Friday, May 06, 2005

My Literary Pedigree

I read The Atlantic pretty religiously each month (in other words, mostly on the toilet) and it always leaves me feeling both edified and inadequate. It's the book reviews. The depth of knowledge required to write -- let alone read -- a book review for The Atlantic is unnerving, even frightening.

This month, Christopher Hitchens takes on the novel A Hero of Our Time, by Mikhail Lermentov.

Who?

In his review of this newly translated book, Hitchens expresses a passing -- even deep -- knowledge of early-to-mid 19th Centrury Russian literature and culture, and strong enough familiarity with the author to write as if many Atlantic readers may well have picked up on Lermontov, who died in the 1840s. Maybe he's right.

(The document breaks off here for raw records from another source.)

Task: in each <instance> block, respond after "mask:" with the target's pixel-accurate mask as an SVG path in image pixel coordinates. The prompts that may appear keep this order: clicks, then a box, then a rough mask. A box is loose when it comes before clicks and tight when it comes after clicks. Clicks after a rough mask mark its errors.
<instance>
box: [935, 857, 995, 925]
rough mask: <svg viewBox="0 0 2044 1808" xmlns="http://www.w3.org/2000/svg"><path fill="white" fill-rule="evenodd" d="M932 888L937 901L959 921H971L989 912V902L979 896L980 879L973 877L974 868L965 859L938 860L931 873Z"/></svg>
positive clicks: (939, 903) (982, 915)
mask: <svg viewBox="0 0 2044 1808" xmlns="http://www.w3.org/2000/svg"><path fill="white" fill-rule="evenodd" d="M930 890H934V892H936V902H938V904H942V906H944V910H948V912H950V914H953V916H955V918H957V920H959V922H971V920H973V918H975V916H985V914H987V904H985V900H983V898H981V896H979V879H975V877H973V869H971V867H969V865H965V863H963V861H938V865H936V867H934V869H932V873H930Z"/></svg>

And should I now feel shame for choosing (and mostly ignoring) "Irish Lit" over "19th Century Russian Lit" back in college?

Now, Hitchens is a confirmed, and possibly reformed, leftist. So his Russophilia can be excused... but the man -- and most of his fellow Atlantic writers -- are a damn sight better read than I am. I'm learning to accept that. Frankly, I spent most of my high school years studying Marvel Comics circa 1977-1984 and -- through college -- Classic Science Fiction of the 1940s-1980s (Asimov, Heinlein and Pohl).

And perhaps if it came to that, I could write rings around Hitchens and his ilk if there were a call to review Heinlein's Job: A Comedy of Justice , the Dark Phoenix Saga or "Herbie the Robot".

You have to have something to hang your hat on... You can run from it, or you can embrace it... But...but... is there any money in it?